On one of the Router Workshop episodes, in the tips segment, Rick showed how to route out a space for the barrel of a Butler Table hinge. I know how to do that. What wasn't shown was how to make a template to inlet the hinge flush with the wood surface. The problem is that the hinge is only about 1/8 inch thick and has semicircular ends. If the hinge was rectangular there wouldn't be a problem in making a jig to inlet it. The thicknes is much too small to use the hinge as a guide to route a template. My only solution is fasten the hinge to a piece of stock and manually sand it to the required shape. I would like to avoid this. I hope these words are clear enough to describe the problem.

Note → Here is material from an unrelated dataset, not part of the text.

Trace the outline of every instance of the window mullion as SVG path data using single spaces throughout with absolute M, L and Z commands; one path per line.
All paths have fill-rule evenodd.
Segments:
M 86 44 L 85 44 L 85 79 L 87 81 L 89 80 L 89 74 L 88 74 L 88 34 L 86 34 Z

I was a faithful watcher of the Router Workshop until my PBS station stopped showing it. I was seldom interested in any of the projects but was interested in techniques. I would have been more interested in how to create the jibs and templates, particular large templates for creating irregular shapes.


----------



## bobj3 (Jan 17, 2006)

Hi Joe

You can make your own or you can buy one from Rockler...

see links below ▼
http://www.routerforums.com/email-router-tips-members-only/5860-hinge-mortising-jig.html

http://www.rockler.com/product.cfm?page=2290&filter=hinge jig

====



joekuhn said:


> On one of the Router Workshop episodes, in the tips segment, Rick showed how to route out a space for the barrel of a Butler Table hinge. I know how to do that. What wasn't shown was how to make a template to inlet the hinge flush with the wood surface. The problem is that the hinge is only about 1/8 inch thick and has semicircular ends. If the hinge was rectangular there wouldn't be a problem in making a jig to inlet it. The thicknes is much too small to use the hinge as a guide to route a template. My only solution is fasten the hinge to a piece of stock and manually sand it to the required shape. I would like to avoid this. I hope these words are clear enough to describe the problem.
> 
> I was a faithful watcher of the Router Workshop until my PBS station stopped showing it. I was seldom interested in any of the projects but was interested in techniques. I would have been more interested in how to create the jibs and templates, particular large templates for creating irregular shapes.


----------



## RouterNow (Oct 4, 2008)

*Butler Table Hinges*

Joe- Where you able to setup a jig for the hinges? I am in exactly the same situation.




joekuhn said:


> On one of the Router Workshop episodes, in the tips segment, Rick showed how to route out a space for the barrel of a Butler Table hinge. I know how to do that. What wasn't shown was how to make a template to inlet the hinge flush with the wood surface. The problem is that the hinge is only about 1/8 inch thick and has semicircular ends. If the hinge was rectangular there wouldn't be a problem in making a jig to inlet it. The thicknes is much too small to use the hinge as a guide to route a template. My only solution is fasten the hinge to a piece of stock and manually sand it to the required shape. I would like to avoid this. I hope these words are clear enough to describe the problem.
> 
> I was a faithful watcher of the Router Workshop until my PBS station stopped showing it. I was seldom interested in any of the projects but was interested in techniques. I would have been more interested in how to create the jibs and templates, particular large templates for creating irregular shapes.


----------



## harrysin (Jan 15, 2007)

Bj, I'm not surprised that Rockler have them in stock, at $100.00!!!!!!!!!!! I'm sure one day they'll have a clearance sale.


----------